Estrategia pionera en reutilización del agua
El consejero Ramón Fernández-Pacheco definió HAGRO como una “magnífica iniciativa” y subrayó que su objetivo es “poner soluciones sobre la mesa centradas en la reutilización del agua para el regadío, fundamental para la agricultura”. En este sentido, manifestó el compromiso del Ejecutivo andaluz con esta línea de trabajo: “Desde el Gobierno andaluz vamos a estudiarla en profundidad para aplicar todo aquello que pueda ser beneficioso en nuestras actuaciones en materia de regeneración de aguas”.
Tras afirmar que “el agua regenerada es el futuro, es una tabla de salvación para los agricultores y constituye una de las principales apuestas del Gobierno de Juanma Moreno”, el consejero explicó que las acciones impulsadas por la Junta ya están dando resultados positivos. Como ejemplo, citó el caso del tratamiento terciario en la Estación Depuradora de Aguas Residuales (EDAR) de Peñón del Cuervo y las conducciones de conexión con la EDAR de Rincón de la Victoria, en la provincia de Málaga.
Gracias a estas infraestructuras, se ha conseguido reducir el estrés hídrico que afecta al regadío en la comarca de la Axarquía y se ha garantizado una mayor disponibilidad de agua para los cultivos.

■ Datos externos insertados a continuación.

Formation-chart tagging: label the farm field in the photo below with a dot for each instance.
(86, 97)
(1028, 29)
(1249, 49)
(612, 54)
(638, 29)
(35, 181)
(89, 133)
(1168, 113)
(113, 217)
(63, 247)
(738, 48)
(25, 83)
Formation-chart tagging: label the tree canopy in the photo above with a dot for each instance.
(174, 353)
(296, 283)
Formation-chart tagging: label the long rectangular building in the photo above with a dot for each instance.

Esto ha supuesto, por un lado, un aumento en la producción agrícola y, por otro, una disminución de la presión sobre los recursos hídricos superficiales y subterráneos.
De 17 a 180 hectómetros cúbicos en ocho años
Desde 2019, Andalucía ha multiplicado casi por cuatro el volumen de agua regenerada, al pasar de 17 hectómetros cúbicos anuales a 70. “Lo que pretendemos, guiados por esta estrategia que se está elaborando, es multiplicar por diez el agua regenerada y llegar a la producción anual de 180 hectómetros cúbicos en 2027. Eso nos convertiría en la región de España con más volumen de agua regenerada”, afirmó Fernández-Pacheco.
Durante su intervención, el consejero también se refirió al Plan PARRA, una iniciativa “sin precedentes” dotada con 165 millones de euros para los próximos tres años. “Este plan hará realidad el sueño de llevar el agua regenerada desde los terciarios de las depuradoras hasta las zonas de riego, no sólo en las cuencas, cuya gestión compete a la Junta de Andalucía”, subrayó.
Plan PARRA: inversión histórica y alcance territorial
De los 165 millones de euros contemplados en el Plan PARRA, 80 —casi la mitad— se destinarán específicamente a la cuenca del Guadalquivir. Esta inversión permitirá impulsar el uso de aguas regeneradas en beneficio de 25 comunidades de regantes distribuidas en seis provincias andaluzas, consolidando así un modelo de gestión hídrica más sostenible y resiliente ante el cambio climático.